Abbreviations: CN, cued naming; EB, early bilinguals; HP, high-proficiency late bilinguals; LP, low-proficiency late bilinguals.

Figure 2. CN and Simon effect associations for the different language profile groups.

Note. CN, cued naming; EB, early bilinguals; HP, high-proficiency late bilinguals; LP, low-proficiency late bilinguals.

Table 5. Results for the subgroup analyses (cued naming condition * Simon effect)

Note: The baseline level for the predictor condition was repetition.

4. Discussion

In the current study, we tested predictions of the skill-learning, or task-specificity, hypothesis (Lehtonen et al., Reference Lehtonen, Fyndanis and Jylkkä2023) and studied whether language-switching performance is associated with domain-general EFs in participants who differ with respect to their assumed automatization of the two languages. We predicted that the association between Simon performance and the CN switching costs, but not mixing costs, is moderated by language proficiency, such that stronger associations were expected for the lower-proficiency than for higher-proficiency participants.

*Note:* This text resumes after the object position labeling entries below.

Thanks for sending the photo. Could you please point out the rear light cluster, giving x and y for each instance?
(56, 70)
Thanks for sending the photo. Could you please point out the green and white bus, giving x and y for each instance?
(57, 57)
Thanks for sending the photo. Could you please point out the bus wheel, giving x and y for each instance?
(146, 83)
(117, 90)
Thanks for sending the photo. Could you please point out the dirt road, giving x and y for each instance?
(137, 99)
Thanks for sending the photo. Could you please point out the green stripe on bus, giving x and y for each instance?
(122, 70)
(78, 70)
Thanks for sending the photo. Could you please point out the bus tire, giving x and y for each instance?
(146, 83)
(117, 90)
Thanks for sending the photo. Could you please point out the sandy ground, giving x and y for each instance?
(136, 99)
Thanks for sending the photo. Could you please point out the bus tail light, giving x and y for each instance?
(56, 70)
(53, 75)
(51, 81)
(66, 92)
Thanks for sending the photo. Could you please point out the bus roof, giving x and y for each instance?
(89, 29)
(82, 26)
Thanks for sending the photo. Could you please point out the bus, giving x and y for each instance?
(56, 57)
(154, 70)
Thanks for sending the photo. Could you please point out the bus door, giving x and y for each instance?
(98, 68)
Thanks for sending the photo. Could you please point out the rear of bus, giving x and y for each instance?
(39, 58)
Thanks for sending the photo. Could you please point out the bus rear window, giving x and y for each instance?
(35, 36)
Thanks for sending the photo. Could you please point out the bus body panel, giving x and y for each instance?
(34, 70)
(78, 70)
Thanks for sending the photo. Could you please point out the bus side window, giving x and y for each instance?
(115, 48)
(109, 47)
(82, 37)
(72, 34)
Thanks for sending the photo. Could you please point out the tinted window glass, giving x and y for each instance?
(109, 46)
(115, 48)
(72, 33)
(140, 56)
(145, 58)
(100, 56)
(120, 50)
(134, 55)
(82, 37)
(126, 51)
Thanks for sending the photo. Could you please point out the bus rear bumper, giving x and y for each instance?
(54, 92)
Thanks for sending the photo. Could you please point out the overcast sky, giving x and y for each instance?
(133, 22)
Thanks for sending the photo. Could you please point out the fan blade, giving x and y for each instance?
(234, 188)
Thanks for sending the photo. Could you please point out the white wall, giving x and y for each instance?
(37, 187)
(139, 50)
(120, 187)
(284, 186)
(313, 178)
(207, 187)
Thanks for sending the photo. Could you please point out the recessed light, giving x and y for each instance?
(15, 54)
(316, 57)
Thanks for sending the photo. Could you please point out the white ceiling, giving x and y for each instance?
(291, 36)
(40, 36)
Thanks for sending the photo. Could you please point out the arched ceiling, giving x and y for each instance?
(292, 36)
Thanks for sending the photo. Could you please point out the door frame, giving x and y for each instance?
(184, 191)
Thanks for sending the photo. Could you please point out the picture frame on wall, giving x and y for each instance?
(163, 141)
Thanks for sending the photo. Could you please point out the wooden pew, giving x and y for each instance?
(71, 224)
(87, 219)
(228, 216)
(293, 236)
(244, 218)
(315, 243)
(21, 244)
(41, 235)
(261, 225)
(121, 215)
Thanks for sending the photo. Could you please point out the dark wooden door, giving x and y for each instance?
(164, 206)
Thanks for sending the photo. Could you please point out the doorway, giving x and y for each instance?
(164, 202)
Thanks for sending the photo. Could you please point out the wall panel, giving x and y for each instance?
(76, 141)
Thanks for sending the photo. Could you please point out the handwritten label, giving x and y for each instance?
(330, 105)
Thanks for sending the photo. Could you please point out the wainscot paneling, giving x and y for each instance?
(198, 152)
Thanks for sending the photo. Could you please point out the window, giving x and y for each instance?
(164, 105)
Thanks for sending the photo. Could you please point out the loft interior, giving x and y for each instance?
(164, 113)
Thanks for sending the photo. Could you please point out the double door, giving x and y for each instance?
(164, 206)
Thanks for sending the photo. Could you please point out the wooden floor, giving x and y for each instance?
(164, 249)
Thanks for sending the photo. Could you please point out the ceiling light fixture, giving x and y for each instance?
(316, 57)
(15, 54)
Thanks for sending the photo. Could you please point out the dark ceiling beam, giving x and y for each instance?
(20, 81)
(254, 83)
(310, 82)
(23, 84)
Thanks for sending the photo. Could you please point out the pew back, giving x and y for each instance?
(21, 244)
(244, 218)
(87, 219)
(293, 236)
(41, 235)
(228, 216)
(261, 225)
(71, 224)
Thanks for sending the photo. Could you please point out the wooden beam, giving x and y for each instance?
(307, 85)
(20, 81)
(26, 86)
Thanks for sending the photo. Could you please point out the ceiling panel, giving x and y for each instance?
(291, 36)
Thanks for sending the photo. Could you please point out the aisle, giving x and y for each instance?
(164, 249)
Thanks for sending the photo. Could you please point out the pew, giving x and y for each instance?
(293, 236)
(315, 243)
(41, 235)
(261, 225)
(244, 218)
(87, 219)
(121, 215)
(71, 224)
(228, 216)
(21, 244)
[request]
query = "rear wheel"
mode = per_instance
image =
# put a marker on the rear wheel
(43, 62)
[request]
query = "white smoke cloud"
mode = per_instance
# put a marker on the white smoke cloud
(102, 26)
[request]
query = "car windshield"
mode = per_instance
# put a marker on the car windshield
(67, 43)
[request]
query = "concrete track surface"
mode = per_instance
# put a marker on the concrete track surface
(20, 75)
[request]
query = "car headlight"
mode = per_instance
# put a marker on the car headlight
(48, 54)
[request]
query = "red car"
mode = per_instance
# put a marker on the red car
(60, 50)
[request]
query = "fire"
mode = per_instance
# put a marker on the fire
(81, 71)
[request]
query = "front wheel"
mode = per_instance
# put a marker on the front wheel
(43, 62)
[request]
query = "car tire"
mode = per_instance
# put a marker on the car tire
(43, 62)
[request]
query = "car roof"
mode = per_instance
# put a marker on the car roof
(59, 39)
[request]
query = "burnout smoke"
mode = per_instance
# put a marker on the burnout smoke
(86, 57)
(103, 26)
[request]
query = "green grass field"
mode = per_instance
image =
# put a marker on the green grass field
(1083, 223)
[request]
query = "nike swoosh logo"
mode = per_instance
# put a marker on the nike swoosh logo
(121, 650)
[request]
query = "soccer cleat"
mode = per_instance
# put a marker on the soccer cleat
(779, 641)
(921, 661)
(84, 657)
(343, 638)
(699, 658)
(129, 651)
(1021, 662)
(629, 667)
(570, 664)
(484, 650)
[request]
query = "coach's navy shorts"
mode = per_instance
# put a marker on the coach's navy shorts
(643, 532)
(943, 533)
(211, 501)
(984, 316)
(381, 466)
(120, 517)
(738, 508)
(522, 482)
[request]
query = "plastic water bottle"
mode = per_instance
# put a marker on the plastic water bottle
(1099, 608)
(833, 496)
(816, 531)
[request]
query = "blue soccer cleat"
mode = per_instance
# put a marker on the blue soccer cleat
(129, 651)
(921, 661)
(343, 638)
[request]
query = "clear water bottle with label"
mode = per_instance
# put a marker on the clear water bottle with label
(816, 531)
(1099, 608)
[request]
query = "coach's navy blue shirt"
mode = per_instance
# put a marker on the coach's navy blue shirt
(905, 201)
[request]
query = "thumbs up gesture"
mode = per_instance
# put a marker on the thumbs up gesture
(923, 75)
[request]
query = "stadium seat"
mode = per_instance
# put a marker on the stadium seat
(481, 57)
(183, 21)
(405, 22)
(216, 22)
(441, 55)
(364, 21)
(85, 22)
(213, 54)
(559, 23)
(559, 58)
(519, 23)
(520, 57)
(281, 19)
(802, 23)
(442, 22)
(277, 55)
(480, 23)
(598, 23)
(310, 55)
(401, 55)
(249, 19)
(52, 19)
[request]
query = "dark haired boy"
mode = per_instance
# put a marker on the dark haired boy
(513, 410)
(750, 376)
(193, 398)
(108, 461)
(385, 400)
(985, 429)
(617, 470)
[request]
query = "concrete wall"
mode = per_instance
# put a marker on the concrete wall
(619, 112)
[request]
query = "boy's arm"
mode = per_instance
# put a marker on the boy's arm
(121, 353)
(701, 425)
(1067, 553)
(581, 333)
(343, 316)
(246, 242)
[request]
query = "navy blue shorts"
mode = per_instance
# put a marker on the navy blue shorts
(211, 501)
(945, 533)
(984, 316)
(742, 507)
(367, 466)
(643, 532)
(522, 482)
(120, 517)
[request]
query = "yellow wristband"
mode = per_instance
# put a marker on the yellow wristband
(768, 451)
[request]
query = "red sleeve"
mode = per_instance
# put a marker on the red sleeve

The main regression model assessing the role of proficiency in associations between the Simon effect and CN performance showed, as predicted, that associations for switching costs were significantly modulated by participants’ Swedish proficiency. This finding is in line with the skill-learning account’s predictions (Lehtonen et al., Reference Lehtonen, Fyndanis and Jylkkä2023) but not with the domain-generality account, which assumes involvement of EFs irrespective of participants’ proficiency or language background. Following this overall result, the more specific but exploratory subgroup analysis, focusing on both AoA and proficiency, revealed that switch costs were not significantly associated with Simon performance in early bilinguals or high-proficiency late bilinguals. For the low-proficiency group, in turn, the Simon effect positively predicted switching costs in CN. These findings are consistent with the skill-learning account, as longer experience and higher reached proficiency in a language have assumedly led to a higher degree of automatization of language switching.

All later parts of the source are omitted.